Daily Archives: May 2, 2016

Cycling Spain – Day 4 – Near Montecorto – Grazalema – Hotel Las Piaster (32 Km)

After a large buffet breakfast at Hotel Salinas and Spa (Cortijo Salinas), and a visit to the old church located on the hotel property, we started cycling to what would be my favorite hotel/destination of our entire cycle trip.

This lovely chapel is located on the hotel property.
This lovely chapel is located on the hotel property.

We enjoyed a long, slow, beautiful 11.5 km uphill through the scenic, Parque Natural Sierra de Grazalema.

Beautiful views were around every bend in the road.
Beautiful views were around every bend in the road.
Parquet Natural de Grazalema
Parquee Natural de Grazalema

We arrived hungry and thirsty to Grazalema, a town of Roman origin, and currently surviving as a tourist destination at the top of a mountain.

Our first view of Grazalema.
Our first view of Grazalema.

On our approach to town, cycling along the rough cobblestones  possibly remnant of Roman times, a leather “outlet”  caught our attention. I’d read this town used to house leather makers and weavers. Although most of those artisans are long gone, the outlet shop had a perfect-for-Eric new leather wallet calling his name. I would consider this purchase a “need” rather than an “impulse” as Eric’s last wallet is easily over 10 years old. Slim, lightweight and easy to carry made this a perfect cyclist’s purchase/souvenir.

The town square.
The town square.

The wallet decision-making made us even hungrier than the hill climb and we were more than ready for tapas and sangria in the town square. The sun was shining and people watching was at it finest.

One great way to quench a thirst here in Spain.
One great way to quench a thirst here in Spain.

After our long, leisurely lunch we altered our route and rode a little farther uphill to see the views above the town.

A view from above the town.
Grazalema from above.

After seeing a map of the area, I think it would have been really fun to have kept riding along the high ridge back to Zahara.
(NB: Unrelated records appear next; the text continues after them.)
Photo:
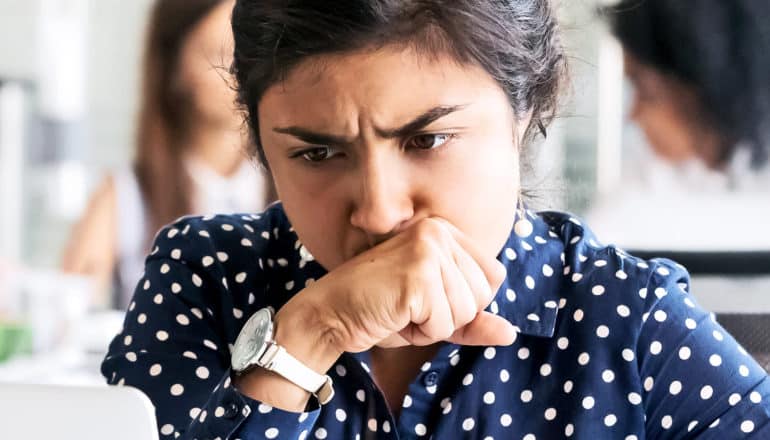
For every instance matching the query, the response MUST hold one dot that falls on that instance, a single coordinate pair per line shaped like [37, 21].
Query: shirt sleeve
[698, 382]
[176, 341]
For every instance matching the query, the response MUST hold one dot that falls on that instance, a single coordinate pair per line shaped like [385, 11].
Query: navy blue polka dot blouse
[609, 346]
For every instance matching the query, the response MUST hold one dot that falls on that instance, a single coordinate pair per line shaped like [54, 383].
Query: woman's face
[204, 58]
[666, 110]
[364, 145]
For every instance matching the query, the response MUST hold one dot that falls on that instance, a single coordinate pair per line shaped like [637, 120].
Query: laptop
[75, 412]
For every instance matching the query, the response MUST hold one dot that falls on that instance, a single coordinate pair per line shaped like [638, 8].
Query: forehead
[387, 84]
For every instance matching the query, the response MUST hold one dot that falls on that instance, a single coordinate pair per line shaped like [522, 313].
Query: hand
[424, 285]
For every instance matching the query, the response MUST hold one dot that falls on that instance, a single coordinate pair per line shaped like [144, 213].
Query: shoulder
[607, 272]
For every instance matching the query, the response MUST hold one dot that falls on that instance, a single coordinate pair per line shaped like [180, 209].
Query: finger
[462, 300]
[494, 271]
[478, 287]
[486, 329]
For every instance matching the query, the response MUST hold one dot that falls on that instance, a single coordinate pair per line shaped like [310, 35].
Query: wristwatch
[255, 347]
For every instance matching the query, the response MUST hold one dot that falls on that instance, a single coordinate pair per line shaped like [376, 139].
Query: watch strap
[277, 359]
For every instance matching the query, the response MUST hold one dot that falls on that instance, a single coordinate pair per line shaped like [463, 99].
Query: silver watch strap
[277, 359]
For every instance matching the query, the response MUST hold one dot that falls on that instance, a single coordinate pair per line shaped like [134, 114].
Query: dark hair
[515, 41]
[162, 122]
[719, 48]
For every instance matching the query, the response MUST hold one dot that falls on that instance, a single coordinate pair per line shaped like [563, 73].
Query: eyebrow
[410, 127]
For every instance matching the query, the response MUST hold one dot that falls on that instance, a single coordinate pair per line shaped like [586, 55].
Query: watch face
[252, 339]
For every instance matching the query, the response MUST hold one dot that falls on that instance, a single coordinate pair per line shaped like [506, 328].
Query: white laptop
[75, 412]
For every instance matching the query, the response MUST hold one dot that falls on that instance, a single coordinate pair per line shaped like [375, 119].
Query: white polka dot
[747, 426]
[177, 389]
[602, 331]
[530, 282]
[648, 383]
[675, 387]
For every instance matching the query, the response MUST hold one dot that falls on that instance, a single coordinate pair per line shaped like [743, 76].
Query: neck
[220, 148]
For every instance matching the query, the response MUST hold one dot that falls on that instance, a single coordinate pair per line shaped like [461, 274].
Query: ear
[520, 127]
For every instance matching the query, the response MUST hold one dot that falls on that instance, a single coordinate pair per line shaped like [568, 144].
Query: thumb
[486, 329]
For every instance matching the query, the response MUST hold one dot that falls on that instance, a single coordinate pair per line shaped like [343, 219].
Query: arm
[174, 345]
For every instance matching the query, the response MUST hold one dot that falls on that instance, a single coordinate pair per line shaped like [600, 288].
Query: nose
[383, 203]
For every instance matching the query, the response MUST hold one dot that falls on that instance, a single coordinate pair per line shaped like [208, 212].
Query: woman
[700, 74]
[189, 149]
[414, 296]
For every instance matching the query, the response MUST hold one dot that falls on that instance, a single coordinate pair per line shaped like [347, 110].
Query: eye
[317, 154]
[428, 141]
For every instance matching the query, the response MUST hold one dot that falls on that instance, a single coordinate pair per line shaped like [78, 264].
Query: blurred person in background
[190, 154]
[701, 76]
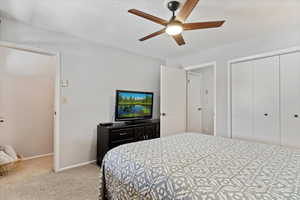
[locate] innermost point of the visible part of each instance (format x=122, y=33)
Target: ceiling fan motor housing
x=173, y=5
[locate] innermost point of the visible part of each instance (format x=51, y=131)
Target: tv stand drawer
x=111, y=136
x=121, y=134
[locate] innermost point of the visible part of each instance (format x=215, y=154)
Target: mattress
x=195, y=166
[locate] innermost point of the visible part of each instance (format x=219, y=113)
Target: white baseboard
x=77, y=165
x=38, y=156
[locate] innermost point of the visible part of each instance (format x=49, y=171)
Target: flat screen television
x=132, y=105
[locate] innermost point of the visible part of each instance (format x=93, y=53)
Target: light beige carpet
x=28, y=169
x=74, y=184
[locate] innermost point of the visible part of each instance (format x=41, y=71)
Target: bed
x=194, y=166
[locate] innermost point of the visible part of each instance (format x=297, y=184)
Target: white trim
x=77, y=165
x=189, y=68
x=265, y=55
x=38, y=156
x=57, y=91
x=214, y=65
x=244, y=59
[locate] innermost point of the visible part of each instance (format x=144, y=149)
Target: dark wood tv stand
x=117, y=134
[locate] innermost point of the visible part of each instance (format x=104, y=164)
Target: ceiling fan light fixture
x=174, y=28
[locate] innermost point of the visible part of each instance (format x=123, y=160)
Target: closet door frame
x=244, y=59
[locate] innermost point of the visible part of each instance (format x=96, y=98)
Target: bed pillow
x=4, y=158
x=10, y=151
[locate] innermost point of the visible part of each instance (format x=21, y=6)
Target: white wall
x=94, y=73
x=223, y=54
x=26, y=101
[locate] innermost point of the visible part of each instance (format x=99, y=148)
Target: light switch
x=2, y=121
x=64, y=100
x=64, y=83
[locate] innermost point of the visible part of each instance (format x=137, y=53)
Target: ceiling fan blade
x=186, y=10
x=202, y=25
x=179, y=39
x=153, y=35
x=148, y=16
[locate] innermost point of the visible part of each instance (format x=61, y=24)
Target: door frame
x=209, y=64
x=57, y=92
x=244, y=59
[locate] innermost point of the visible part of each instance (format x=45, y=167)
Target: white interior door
x=194, y=114
x=266, y=100
x=290, y=99
x=173, y=101
x=242, y=100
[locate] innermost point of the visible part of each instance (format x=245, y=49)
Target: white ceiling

I miss the flexibility of having our own bicycles and being in charge of our own route versus being on a set schedule.

After snapping pictures and catching our breath, we backtracked downhill to where we’d entered Grazalema and then took highway A372 through the Parque Natural Sierra De Grazalema towards Ronda. This road skirted the edge of the park giving us a beautiful view of the valley below and across to the road we’d climbed in the morning.

I can't understand how these trees survive with their bark missing on the lower part of their trunks.
I can’t understand how these trees survive with the bark missing on the lower part of their trunks.

Another 14 kilometers (mostly downhill) brought us to my favorite hotel of our entire cycle trip, Hotel Cortijo Piletas, a converted farmhouse in the middle of nowhere. Not only are the rooms comfortable, the gardens welcoming, and the pool inviting, but the owners are fantastic!

Entrance to the hotel Cortijo Piletas.
Entrance to the hotel Cortijo Piletas.

When we arrived the owner/wife was helping another guest but took a moment to hand us the keys, settle in, relax, and do the “check-in” paperwork later. I like this kind of thoughtful, trusting, understanding hotelier.

Our cycle tour is winding down in a lovely place.
Winding down in a lovely place.

For over two hours I sat by the pool, enveloped in the scent the crepe myrtle in full bloom,  watching the chirping birds swooping down to grab fliers near the surface of the swimming pool, and pretended to read my book.

The gourmet, romantic dinner  was cooked by the owner/husband. The menu changes daily depending upon what is fresh and available at the market. The bread is bought daily from a Grazalema baker who has been delivering bread for over 70 years.

If I were to come again to Andalusia for a cycle trip, I would book a week at the Cortijo Piletas and use it as my home base. It would be easy to plan a different ride from there each day.